As a trader, to take advantage of this depreciation you would buy, say, Euros before it actually happened in order to take advantage of the relative increase in value of the Euro (or whatever country is climbing against your country’s currency).
But let’s say you predict that the interest rate will not fall as poor employment figures are announced. On the day everyone learns the interest rate has remain unchanged, those people who acted believing there would be a drop in the currency now buy back their currency. Supply gets tight, the exchange rate appreciates and you stand to profit. If you’d been canny enough you could have bought more of your foreign currency and you would have made an even greater margin for your trade, simply through sticking to your prediction that the Bank would not lower its rate.
Wars, both political and real, also cause movements on the foreign exchange. For instance, when Greece got into steep trouble with its debt repayment programme, the pound rallied against the Euro.
Trade and capital flows will also affect the exchange rate of a foreign currency. Generally speaking traders will read a worsening trade balance as sign that the country’s exchange rate is prone to depreciation, and that it is more likely to appreciate if the balance of trade is favourable.
The Balance of Trade is important to a currency trader because export demand and currency demand are inextricably linked. Foreigners must buy the domestic currency to pay for that country’s exports. So, the stronger the exports in any given month, the greater the demand for the currency of that country. A rise in exports can also push up prices of parts etc., as domestic manufacturers strive to meet the increase in demand by increasing production.
Clearly a change in the balance of payments from one country to another has a direct effect on currency levels. Therefore, it is important for traders to keep abreast of economic data relating to this balance and understand the implications of changes in the balance of payments.

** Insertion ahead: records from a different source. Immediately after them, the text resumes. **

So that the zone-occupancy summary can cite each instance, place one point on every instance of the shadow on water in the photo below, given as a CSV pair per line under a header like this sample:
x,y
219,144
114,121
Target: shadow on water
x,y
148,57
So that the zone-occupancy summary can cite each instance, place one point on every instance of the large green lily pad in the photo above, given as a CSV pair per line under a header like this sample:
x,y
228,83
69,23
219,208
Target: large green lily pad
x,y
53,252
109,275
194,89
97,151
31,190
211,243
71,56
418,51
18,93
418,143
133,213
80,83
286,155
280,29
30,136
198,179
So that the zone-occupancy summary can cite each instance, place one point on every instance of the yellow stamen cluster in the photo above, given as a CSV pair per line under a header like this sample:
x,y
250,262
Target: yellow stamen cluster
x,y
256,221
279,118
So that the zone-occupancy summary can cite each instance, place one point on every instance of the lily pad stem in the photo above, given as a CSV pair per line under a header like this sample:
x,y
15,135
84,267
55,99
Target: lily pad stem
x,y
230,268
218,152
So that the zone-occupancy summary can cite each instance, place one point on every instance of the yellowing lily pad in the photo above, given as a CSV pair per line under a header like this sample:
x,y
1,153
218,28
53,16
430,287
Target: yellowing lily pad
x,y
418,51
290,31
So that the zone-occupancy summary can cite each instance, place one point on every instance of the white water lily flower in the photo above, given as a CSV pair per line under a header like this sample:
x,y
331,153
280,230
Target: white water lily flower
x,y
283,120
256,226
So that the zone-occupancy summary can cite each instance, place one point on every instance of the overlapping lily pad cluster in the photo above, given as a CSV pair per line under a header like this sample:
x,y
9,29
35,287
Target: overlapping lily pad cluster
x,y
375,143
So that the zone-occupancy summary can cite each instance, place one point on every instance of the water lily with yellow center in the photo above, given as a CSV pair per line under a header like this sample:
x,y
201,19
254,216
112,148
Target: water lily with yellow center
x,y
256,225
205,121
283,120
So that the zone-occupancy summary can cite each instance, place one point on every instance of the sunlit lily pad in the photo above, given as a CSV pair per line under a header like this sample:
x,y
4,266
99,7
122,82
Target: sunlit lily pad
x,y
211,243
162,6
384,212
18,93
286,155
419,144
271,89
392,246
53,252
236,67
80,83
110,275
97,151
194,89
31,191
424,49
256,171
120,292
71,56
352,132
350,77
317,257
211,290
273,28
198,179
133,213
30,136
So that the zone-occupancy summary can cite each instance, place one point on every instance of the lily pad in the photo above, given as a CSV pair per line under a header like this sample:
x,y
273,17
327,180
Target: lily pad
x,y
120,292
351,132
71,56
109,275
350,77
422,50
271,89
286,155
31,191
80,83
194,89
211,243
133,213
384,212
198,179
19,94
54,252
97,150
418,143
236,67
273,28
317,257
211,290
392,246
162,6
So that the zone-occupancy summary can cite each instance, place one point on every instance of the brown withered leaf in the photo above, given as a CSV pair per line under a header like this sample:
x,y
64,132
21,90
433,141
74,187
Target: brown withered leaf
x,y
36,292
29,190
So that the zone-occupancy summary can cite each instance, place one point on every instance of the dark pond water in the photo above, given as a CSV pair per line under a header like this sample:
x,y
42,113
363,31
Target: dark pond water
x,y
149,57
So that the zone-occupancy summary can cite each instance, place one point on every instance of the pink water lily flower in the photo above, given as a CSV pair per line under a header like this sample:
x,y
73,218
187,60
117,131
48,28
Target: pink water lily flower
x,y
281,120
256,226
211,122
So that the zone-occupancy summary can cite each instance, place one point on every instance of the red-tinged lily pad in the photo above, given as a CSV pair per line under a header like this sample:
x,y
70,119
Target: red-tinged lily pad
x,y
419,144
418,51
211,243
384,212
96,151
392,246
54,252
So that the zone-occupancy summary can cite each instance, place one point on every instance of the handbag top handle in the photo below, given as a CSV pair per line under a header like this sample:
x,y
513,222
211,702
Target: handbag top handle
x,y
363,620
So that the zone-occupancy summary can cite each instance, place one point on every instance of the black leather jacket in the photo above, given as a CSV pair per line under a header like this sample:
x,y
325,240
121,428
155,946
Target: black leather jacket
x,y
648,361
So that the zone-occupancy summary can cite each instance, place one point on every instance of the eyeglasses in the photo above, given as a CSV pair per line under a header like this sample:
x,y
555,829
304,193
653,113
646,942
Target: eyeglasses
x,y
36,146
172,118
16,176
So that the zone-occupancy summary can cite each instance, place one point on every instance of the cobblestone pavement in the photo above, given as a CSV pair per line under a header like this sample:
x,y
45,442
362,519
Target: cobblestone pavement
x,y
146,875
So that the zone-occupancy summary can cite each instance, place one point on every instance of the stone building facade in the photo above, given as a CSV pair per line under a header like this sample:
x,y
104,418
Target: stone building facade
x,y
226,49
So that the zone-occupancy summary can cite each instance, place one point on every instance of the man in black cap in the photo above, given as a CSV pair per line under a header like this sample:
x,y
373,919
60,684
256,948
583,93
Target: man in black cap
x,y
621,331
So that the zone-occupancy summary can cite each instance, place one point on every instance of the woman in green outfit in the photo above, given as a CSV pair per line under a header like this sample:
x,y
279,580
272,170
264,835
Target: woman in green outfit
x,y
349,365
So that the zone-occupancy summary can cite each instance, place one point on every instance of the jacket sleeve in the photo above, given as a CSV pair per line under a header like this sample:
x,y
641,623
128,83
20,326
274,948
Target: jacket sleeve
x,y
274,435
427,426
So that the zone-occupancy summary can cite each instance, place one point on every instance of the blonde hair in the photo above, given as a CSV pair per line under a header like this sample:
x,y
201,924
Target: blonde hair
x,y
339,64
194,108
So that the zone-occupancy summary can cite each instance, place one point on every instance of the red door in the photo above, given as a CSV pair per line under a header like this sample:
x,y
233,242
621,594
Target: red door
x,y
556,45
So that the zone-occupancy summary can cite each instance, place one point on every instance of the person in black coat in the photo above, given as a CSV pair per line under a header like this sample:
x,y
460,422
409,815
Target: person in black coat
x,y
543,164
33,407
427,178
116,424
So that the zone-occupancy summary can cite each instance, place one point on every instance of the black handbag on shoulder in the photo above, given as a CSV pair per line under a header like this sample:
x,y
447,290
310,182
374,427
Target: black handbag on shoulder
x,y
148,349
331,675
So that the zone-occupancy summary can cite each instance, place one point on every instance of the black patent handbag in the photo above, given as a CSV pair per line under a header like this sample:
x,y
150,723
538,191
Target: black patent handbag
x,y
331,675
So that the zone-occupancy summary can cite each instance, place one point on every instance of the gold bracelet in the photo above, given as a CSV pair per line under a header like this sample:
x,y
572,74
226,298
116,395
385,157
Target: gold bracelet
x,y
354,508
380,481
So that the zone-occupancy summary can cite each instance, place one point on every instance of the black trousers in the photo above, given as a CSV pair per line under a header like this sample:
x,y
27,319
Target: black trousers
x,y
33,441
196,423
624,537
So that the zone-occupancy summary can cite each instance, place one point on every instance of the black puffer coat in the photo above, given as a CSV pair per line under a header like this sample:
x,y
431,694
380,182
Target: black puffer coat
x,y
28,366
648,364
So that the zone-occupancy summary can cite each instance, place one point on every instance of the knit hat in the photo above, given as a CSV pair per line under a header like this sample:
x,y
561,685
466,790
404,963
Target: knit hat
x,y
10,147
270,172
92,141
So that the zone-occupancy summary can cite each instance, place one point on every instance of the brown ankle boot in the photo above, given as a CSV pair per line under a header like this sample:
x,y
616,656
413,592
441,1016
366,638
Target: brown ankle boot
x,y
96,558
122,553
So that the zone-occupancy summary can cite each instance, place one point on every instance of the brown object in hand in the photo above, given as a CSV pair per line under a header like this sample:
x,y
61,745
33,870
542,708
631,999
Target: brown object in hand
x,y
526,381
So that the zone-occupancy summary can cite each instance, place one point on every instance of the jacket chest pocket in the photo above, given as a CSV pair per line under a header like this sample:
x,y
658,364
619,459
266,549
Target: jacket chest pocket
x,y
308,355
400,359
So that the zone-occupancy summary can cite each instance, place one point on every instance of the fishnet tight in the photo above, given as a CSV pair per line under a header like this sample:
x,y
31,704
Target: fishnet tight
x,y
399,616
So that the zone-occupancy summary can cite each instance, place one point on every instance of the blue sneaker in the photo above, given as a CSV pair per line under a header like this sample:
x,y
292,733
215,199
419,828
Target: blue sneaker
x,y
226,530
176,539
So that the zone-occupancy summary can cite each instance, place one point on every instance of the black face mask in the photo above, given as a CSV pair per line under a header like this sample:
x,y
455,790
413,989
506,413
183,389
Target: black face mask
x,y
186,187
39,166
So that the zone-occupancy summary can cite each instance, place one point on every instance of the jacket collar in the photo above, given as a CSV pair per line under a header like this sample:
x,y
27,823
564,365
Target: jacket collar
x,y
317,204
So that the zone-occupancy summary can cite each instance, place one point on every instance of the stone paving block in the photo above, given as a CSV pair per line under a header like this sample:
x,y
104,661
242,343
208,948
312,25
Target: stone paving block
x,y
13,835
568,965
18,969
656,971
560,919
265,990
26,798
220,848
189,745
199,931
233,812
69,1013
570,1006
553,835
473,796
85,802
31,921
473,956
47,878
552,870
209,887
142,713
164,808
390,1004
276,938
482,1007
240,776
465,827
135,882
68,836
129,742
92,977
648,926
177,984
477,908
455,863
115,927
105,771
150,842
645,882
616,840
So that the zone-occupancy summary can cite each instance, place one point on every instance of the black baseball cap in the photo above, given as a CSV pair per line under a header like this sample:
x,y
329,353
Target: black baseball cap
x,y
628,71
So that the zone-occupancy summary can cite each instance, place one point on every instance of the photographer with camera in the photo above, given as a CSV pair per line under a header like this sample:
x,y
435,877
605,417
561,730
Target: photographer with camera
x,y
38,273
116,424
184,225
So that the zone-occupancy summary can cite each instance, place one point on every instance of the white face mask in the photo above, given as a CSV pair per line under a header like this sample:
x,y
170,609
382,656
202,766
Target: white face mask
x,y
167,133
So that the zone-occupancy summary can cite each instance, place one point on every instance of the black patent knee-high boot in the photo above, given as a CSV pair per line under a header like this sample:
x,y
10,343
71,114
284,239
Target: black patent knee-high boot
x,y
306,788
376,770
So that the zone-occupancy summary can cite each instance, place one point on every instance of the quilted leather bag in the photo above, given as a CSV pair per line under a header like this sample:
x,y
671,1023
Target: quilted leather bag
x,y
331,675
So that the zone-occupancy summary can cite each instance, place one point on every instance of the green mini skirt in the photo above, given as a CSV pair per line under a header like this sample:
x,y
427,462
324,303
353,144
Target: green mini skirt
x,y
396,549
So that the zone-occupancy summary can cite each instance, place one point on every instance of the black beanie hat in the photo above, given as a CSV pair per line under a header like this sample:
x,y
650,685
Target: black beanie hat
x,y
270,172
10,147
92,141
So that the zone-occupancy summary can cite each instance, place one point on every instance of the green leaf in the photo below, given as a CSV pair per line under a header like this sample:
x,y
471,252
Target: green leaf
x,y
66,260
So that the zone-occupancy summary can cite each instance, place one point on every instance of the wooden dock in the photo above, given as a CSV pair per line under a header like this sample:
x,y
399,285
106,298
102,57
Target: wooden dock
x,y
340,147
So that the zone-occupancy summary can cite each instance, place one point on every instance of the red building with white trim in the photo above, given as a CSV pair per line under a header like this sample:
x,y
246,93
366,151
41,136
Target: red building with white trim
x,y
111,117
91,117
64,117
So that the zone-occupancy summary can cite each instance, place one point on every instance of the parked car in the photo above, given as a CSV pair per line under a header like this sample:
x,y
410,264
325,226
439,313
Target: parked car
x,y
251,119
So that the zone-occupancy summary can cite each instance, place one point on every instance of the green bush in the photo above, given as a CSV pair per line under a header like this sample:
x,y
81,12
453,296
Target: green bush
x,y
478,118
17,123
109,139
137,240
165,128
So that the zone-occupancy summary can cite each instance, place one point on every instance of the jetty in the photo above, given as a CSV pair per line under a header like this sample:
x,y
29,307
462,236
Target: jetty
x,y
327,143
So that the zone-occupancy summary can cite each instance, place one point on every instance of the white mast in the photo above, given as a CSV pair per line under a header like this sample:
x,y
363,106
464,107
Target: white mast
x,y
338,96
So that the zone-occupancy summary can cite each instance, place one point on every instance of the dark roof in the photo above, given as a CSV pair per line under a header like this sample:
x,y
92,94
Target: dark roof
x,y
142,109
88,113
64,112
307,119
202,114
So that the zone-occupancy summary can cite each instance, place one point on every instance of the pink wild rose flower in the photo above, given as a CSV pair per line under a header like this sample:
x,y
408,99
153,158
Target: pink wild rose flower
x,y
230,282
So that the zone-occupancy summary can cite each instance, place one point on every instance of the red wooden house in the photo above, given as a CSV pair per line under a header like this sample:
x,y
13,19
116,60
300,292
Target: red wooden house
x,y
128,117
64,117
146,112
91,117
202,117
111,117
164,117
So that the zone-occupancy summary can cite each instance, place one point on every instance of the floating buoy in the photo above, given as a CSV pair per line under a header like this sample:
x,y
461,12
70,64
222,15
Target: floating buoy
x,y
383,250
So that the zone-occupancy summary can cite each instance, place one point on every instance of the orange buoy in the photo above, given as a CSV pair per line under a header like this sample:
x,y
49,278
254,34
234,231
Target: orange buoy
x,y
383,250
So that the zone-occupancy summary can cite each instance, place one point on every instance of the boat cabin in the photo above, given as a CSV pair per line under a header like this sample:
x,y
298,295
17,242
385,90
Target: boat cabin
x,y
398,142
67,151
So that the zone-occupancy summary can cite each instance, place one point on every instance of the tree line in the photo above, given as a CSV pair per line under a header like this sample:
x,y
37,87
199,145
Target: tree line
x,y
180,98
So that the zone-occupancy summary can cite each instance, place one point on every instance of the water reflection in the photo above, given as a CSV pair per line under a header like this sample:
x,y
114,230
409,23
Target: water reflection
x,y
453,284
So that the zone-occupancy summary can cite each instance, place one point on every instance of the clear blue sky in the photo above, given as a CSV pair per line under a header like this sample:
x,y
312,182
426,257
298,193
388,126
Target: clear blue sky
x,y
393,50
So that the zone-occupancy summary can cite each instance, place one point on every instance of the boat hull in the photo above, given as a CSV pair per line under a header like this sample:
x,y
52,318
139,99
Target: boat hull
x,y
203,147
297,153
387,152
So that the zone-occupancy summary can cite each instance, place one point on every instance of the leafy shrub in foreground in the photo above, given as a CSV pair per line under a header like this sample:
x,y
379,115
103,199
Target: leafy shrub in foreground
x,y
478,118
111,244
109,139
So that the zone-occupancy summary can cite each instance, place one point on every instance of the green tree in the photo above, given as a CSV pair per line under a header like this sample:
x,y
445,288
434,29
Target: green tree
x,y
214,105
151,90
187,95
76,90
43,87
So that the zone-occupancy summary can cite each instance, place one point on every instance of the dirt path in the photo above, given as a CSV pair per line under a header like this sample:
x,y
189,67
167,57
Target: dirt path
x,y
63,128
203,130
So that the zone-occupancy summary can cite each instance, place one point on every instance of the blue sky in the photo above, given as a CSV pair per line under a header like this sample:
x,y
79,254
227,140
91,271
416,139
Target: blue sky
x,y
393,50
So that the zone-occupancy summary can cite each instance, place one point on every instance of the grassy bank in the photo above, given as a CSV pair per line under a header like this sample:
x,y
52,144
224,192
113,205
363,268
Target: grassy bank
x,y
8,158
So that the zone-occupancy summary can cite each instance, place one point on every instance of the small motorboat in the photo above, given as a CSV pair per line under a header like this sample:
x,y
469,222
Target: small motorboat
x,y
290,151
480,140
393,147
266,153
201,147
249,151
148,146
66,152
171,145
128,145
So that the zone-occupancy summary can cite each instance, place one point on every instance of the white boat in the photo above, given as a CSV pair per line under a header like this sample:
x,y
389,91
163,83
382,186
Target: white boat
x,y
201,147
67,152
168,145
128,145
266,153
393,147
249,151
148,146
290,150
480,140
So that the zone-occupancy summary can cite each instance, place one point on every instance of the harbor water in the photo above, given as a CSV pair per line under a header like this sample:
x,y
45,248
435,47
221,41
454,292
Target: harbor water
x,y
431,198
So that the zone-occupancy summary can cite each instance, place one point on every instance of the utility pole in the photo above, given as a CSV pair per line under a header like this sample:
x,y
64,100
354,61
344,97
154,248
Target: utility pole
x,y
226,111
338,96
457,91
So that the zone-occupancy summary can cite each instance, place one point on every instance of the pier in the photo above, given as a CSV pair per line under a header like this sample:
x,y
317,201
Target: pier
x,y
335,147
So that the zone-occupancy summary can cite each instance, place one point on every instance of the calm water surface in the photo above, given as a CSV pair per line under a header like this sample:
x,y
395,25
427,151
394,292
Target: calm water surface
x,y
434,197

When capital flows – money sent from overseas in order to invest in foreign markets –exceed the investments that are leaving that country for foreign sources, there is an increase in demand for more of that country’s currency, because an investor must convert his currency into that of the domestic currency in order to fulfil his investment.
Conversely, if there is a negative capital flow, there is less demand for that country’s currency – and because the investor must sell his local currency to buy the domestic currency where he is depositing his money, his currency will begin to depreciate in value.
This is why countries with a positive capital flow, like the UK right now, maintain a strong exchange rate.
Just from these simple pointers you can see how these various market movements can affect the profitability of your trades. So, always keep an eye on the bigger picture!